ParserGen

CpS 450 Notes

Parser Generation with ANTLR

In addition to generating scanners, ANTLR is also able to generate a parser component, given a language grammar written in an EBNF-like syntax.

Let's begin with a small grammar:

<exp> = number 
        | <add>;

<add> = l_par <exp> plus <exp> r_par;

An ANTLR specification would look much like this. Begin by removing < > brackets from around nonterminals and capitalizing tokens:

exp : NUMBER 
    | add;

add : L_PAR exp PLUS exp R_PAR;

The token names must, of course, be defined in the Tokens section of the ANTLR specification file. Note that tokens must begin with a capital letter (I suggest using all caps for clarity), and nonterminals must begin with lowercase.

EBNF Features

ANTLR supports some EBNF capabilities through the use of the *, +, and ? operators (note: the standard EBNF notations [ ] and { } are not available).

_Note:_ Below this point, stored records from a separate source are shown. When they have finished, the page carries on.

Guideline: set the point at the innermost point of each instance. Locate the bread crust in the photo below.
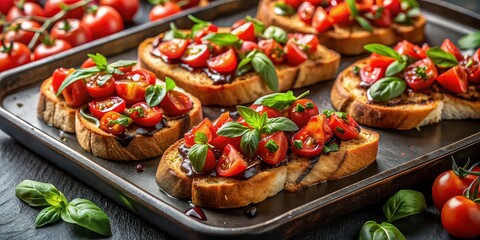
(345, 40)
(53, 110)
(347, 97)
(244, 89)
(105, 145)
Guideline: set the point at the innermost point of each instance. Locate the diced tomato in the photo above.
(231, 162)
(454, 80)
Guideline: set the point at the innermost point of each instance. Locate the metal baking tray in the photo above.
(404, 157)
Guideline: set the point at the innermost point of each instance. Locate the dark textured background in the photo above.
(17, 163)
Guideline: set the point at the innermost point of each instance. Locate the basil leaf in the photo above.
(276, 33)
(441, 58)
(223, 39)
(280, 124)
(383, 50)
(283, 9)
(88, 215)
(99, 60)
(78, 74)
(169, 84)
(395, 67)
(364, 23)
(470, 41)
(155, 94)
(197, 155)
(232, 129)
(55, 198)
(47, 215)
(249, 142)
(33, 192)
(387, 88)
(385, 231)
(265, 68)
(404, 203)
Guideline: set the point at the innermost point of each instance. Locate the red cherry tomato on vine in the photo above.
(72, 31)
(126, 8)
(103, 22)
(45, 50)
(164, 10)
(99, 107)
(13, 55)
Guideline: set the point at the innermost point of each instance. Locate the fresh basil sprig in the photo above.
(276, 33)
(258, 124)
(441, 58)
(279, 101)
(387, 88)
(364, 23)
(404, 203)
(101, 66)
(156, 93)
(78, 211)
(384, 231)
(470, 41)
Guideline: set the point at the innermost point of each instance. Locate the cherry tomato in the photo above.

Use * to specify 0 or more repetitions of an element (+ for 1 or more repetitions):

id_list : ID id_list_tail* ; id_list_tail = ‘,’ ID ;

This would generate a single id, or id comma id, or id comma id comma id, and so on. This would be similar to writing

id_list ::= id { id_list_tail }

in an EBNF notation.
Use ? to specify optionality (0 or 1 occurrence of the element):

function_decl : ‘function’ ID L_PAR arg_list? R_PAR; Here, the arg_list is marked optional. This would be similar to writing

function_decl ::=function id l_par [arg_list ]r_parin an EBNF notation.

ANTLR and Recursive Descent Parsing

ANTLR generates recursive descent parsers. It handles left recursion and common prefixes by refactoring grammars that contain these.

Grammar Ambiguity

Unlike most parser generators, ANTLR allows ambiguity in its grammars. It resolves the ambiguity using the first matching alternative. This can lead to incorrect syntax errors.

To help troubleshoot faulty syntax errors, review the stack trace, which reveals the path through the grammar taken by the parser.

Generated Code

ANTLR creates a recursive descent parser in a class named GrammarNameParser that includes one parsing method for each nonterminal in the grammar.